CNews cartonne. En août, elle devance BFMTV pour la première fois avec 3,2 % de part d’audience. Ses émissions attirent une audience fidèle, largement marquée à droite. Une étude de 2022 situe ses téléspectateurs réguliers autour de 7 sur une échelle politique de 0 à 10. Une autre, de juin 2025, note que 35 % des invités politiques sur les médias du groupe Bolloré relèvent de l’extrême droite. Le glissement est quantifiable.

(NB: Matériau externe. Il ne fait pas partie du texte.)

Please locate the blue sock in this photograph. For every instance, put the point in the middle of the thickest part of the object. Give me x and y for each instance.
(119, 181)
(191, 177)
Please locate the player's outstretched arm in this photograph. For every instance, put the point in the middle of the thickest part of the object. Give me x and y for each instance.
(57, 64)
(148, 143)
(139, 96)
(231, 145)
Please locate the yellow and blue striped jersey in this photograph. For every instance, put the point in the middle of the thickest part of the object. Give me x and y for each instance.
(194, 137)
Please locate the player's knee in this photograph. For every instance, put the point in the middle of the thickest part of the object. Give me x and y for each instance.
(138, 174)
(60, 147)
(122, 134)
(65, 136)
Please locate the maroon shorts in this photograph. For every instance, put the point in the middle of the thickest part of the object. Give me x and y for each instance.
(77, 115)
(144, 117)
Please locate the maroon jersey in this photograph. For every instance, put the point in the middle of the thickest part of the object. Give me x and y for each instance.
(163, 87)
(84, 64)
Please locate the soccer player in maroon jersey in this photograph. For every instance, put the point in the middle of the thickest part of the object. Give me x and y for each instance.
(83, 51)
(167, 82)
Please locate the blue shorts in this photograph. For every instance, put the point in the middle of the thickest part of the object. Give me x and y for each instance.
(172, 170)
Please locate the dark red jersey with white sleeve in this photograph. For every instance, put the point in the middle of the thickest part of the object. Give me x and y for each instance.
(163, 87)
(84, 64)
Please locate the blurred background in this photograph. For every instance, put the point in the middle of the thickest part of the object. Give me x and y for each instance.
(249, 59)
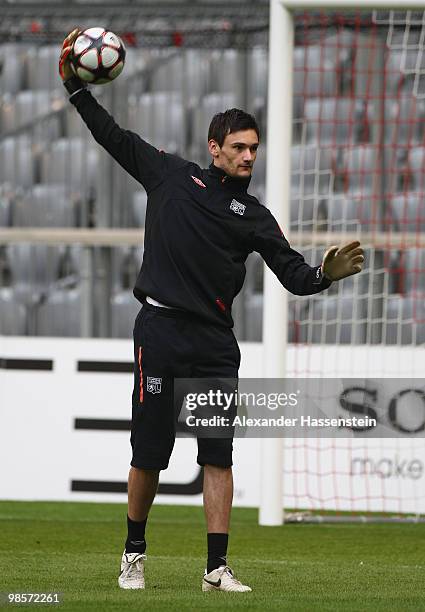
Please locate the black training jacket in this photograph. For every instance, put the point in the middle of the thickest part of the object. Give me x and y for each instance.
(201, 225)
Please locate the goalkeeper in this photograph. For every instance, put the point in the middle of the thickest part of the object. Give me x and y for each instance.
(201, 224)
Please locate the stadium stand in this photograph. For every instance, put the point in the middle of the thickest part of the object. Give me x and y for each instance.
(344, 160)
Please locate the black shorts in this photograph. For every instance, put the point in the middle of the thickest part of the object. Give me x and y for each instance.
(171, 344)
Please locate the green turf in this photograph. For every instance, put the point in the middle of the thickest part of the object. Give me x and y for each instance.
(75, 549)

Le régulateur face aux limites du pluralisme audiovisuel
La réaction de CNews est immédiate. Pascal Praud parle de « déclaration de guerre », accuse Ernotte de mettre en danger ses journalistes. La droite politique se range derrière la chaîne. Wauquiez dénonce une « police de la pensée », le RN réclame la privatisation de France Télévisions. La ligne de fracture est claire.
Derrière la polémique, un affrontement structurel. Bolloré mène un projet assumé de conquête idéologique. De CNews au Journal du Dimanche, son empire médiatique s’est aligné sur une ligne conservatrice, identitaire, parfois réactionnaire. Des dizaines de journalistes ont quitté leurs postes, souvent contraints au silence.

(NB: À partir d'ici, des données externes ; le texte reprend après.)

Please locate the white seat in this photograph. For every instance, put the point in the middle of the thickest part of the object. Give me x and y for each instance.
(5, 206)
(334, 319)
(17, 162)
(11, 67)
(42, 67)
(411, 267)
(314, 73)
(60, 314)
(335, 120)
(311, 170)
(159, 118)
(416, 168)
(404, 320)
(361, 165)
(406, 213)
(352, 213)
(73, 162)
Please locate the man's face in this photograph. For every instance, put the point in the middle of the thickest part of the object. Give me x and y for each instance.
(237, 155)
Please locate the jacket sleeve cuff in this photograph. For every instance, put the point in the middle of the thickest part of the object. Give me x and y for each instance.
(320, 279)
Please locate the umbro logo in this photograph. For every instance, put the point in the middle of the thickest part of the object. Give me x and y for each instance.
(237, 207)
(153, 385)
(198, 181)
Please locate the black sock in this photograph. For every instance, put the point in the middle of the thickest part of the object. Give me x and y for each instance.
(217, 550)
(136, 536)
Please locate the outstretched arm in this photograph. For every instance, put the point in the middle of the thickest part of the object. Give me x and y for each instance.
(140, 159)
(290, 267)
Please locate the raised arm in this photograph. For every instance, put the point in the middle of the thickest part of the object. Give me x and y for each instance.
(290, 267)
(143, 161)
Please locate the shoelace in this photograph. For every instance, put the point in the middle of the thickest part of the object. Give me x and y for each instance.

Delphine Ernotte a pris un risque
Ernotte ne veut plus se taire. Avec Sibyle Veil, présidente de Radio France, elle alerte l’Arcom par courrier commun. Le lendemain, elle enfonce le clou dans Le Monde, parlant d’une campagne systématique de dénigrement, d’une attaque contre l’audiovisuel public, et d’un climat de « violence verbale de nature presque politique ».

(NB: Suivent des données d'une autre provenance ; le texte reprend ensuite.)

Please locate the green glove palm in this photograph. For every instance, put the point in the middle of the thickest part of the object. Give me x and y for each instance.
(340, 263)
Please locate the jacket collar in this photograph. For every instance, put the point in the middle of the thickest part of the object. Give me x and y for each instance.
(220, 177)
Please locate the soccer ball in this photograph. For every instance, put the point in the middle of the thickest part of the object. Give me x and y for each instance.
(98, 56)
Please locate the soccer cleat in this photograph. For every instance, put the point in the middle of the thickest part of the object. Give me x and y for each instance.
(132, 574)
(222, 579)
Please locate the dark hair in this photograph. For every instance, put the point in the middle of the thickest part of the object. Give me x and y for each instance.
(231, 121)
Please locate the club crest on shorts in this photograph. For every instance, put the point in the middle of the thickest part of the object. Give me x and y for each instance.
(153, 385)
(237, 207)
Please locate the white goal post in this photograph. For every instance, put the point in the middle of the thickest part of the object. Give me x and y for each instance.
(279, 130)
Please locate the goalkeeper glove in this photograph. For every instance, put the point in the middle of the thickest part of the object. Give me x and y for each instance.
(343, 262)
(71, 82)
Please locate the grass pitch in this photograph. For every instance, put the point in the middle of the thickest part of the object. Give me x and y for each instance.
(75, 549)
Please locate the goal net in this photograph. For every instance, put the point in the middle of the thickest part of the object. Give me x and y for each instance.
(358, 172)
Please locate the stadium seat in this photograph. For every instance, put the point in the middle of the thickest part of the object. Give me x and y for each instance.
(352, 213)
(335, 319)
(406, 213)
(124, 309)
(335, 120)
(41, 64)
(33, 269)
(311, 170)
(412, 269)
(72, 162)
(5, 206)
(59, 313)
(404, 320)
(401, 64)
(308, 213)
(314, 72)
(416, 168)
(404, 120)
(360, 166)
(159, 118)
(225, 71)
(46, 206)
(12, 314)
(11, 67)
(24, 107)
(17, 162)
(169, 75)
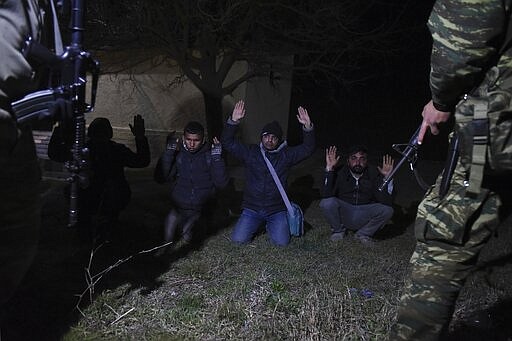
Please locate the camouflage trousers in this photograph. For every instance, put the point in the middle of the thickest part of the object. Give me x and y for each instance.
(450, 234)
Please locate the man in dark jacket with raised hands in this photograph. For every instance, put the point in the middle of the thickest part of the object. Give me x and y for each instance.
(196, 171)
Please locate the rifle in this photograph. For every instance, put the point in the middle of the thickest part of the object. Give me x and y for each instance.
(409, 153)
(66, 101)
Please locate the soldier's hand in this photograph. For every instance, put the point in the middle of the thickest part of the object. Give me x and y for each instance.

L’enjeu dépasse le bras de fer. À 18 mois de l’élection présidentielle, ce choc institutionnel met à nu les lignes de fracture du débat public. La question du pluralisme n’est plus seulement réglementaire. Elle devient politique. Et symbolique. En rompant avec la réserve habituelle du service public, Delphine Ernotte a pris un risque. Mais elle a aussi fixé une ligne rouge.